For a continuous distribution, with a probability density function and cumulative distribution function, the Lorenz curve may be written in integral form. It expresses the cumulative share of income held by the bottom portion of the population with mean income included as a scaling factor. An equivalent formulation expresses the curve using the inverse cumulative distribution function where appropriate.
The Lorenz curve for many common distributions can be derived explicitly. A well-known example is the Pareto distribution, often used to model high levels of wealth or income concentration in which a small proportion of the population holds a disproportionately large share of total resources.

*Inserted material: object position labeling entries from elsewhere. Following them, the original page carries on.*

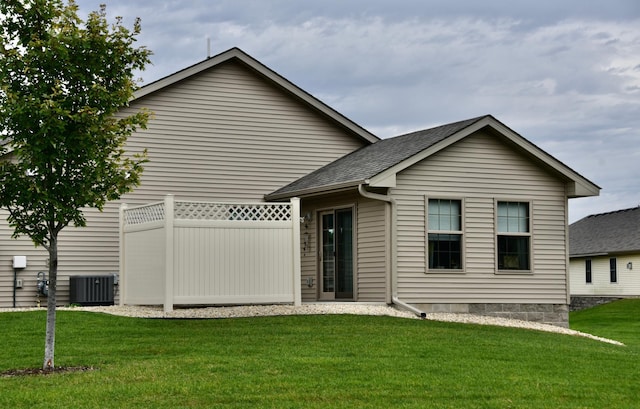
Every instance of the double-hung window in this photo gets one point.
(513, 236)
(444, 232)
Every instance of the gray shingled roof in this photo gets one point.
(371, 160)
(613, 232)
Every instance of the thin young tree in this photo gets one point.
(63, 83)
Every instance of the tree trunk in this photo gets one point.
(50, 336)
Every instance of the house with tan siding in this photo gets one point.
(605, 255)
(465, 217)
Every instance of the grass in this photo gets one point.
(321, 361)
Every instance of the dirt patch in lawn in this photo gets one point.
(42, 372)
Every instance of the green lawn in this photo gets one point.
(320, 362)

Properties and Theoretical Characteristics

Lorenz curves exhibit several general properties that make them useful for comparing different distributions:

• They always start at (0,0) and end at (1,1).
• They cannot rise above the line of perfect equality.
• If two Lorenz curves are compared, one may be said to Lorenz dominate the other if it lies nowhere below and at least once above the other curve, indicating a more equal distribution.
• For non-negative variables, the curve cannot dip below the line of perfect inequality; however, for net worth distributions that include negative wealth, the earliest part of the curve can sink below zero.
• They are invariant under positive scaling: multiplying all incomes by a positive constant does not change the Lorenz curve.
• They are affected by translation: adding a constant to all incomes alters the curve because the relative differences between individuals change.
• Differentiability properties link the Lorenz curve to the underlying probability density function, providing useful insights into distributional behaviour at various cumulative levels.

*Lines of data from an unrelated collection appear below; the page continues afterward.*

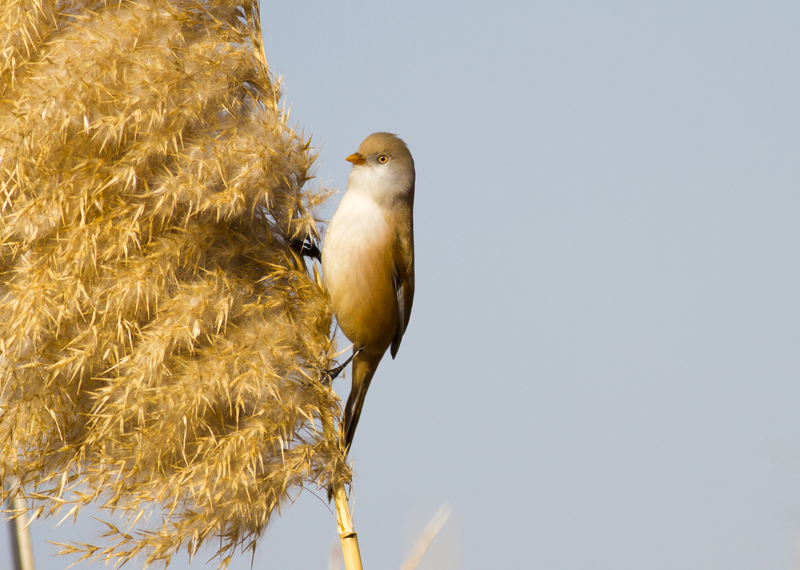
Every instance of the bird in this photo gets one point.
(368, 260)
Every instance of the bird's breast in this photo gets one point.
(358, 264)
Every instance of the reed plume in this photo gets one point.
(160, 336)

The Lorenz curve also gives rise to additional measures such as the Lorenz asymmetry coefficient, which reflects the degree to which inequality is skewed toward either upper or lower population segments.

Applications in Economics and Beyond

In economics, the Lorenz curve supports the study of income and wealth inequality, offering an intuitive visual representation that complements numerical indicators. Policymakers use it to evaluate the effects of taxation, welfare schemes, and economic reforms on distribution.
Beyond income and wealth, the curve is widely applied to assess inequality in areas such as:

• Asset distribution, including the ownership of land or capital;
• Ecological studies, where it describes disparities in the sizes of organisms within a species or the abundance of different species within an ecosystem;
• Biodiversity analysis, in which cumulative species proportions are plotted against cumulative individual counts.

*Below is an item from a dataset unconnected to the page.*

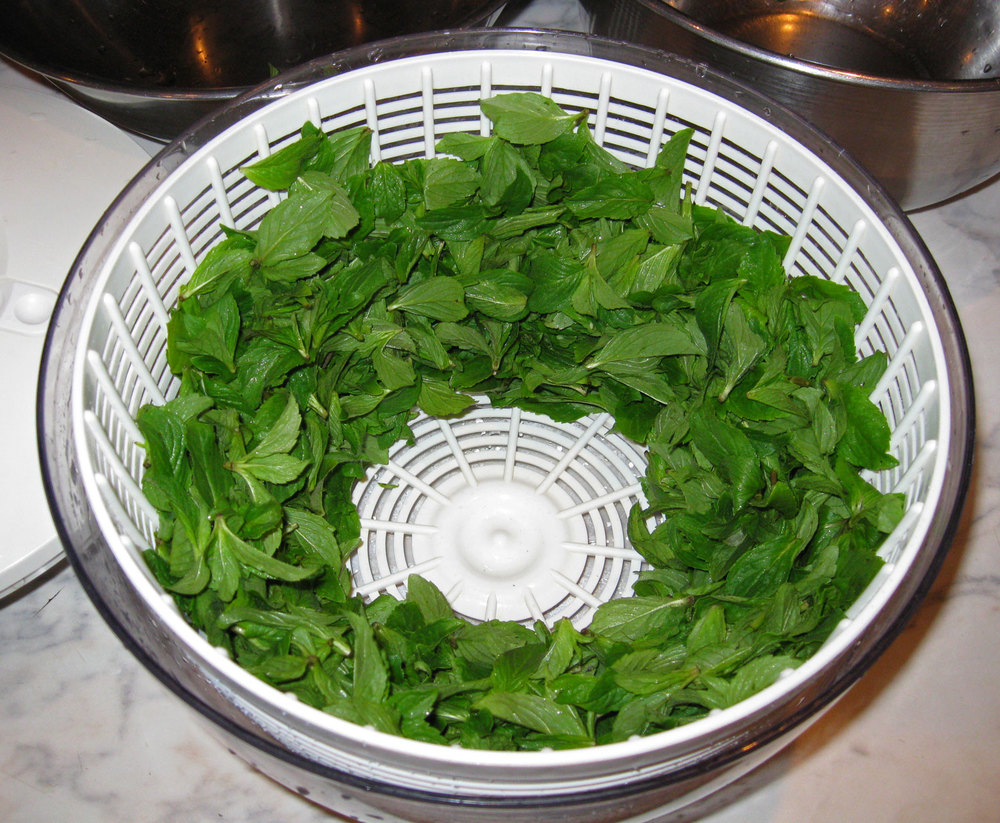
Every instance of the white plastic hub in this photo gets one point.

The curve’s adaptability enables its use across a broad range of scientific, social, and environmental contexts.

Significance for Inequality Measurement

The power of the Lorenz curve lies in its ability to summarise complex distributional information through a simple geometric representation. It provides the foundation for numerous inequality indices, the most prominent being the Gini coefficient, but also measures such as the Atkinson index, Theil index, and Hoover index. Statistical software packages frequently include built-in functions for plotting Lorenz curves and calculating associated metrics, facilitating their use in academic research and policy analysis.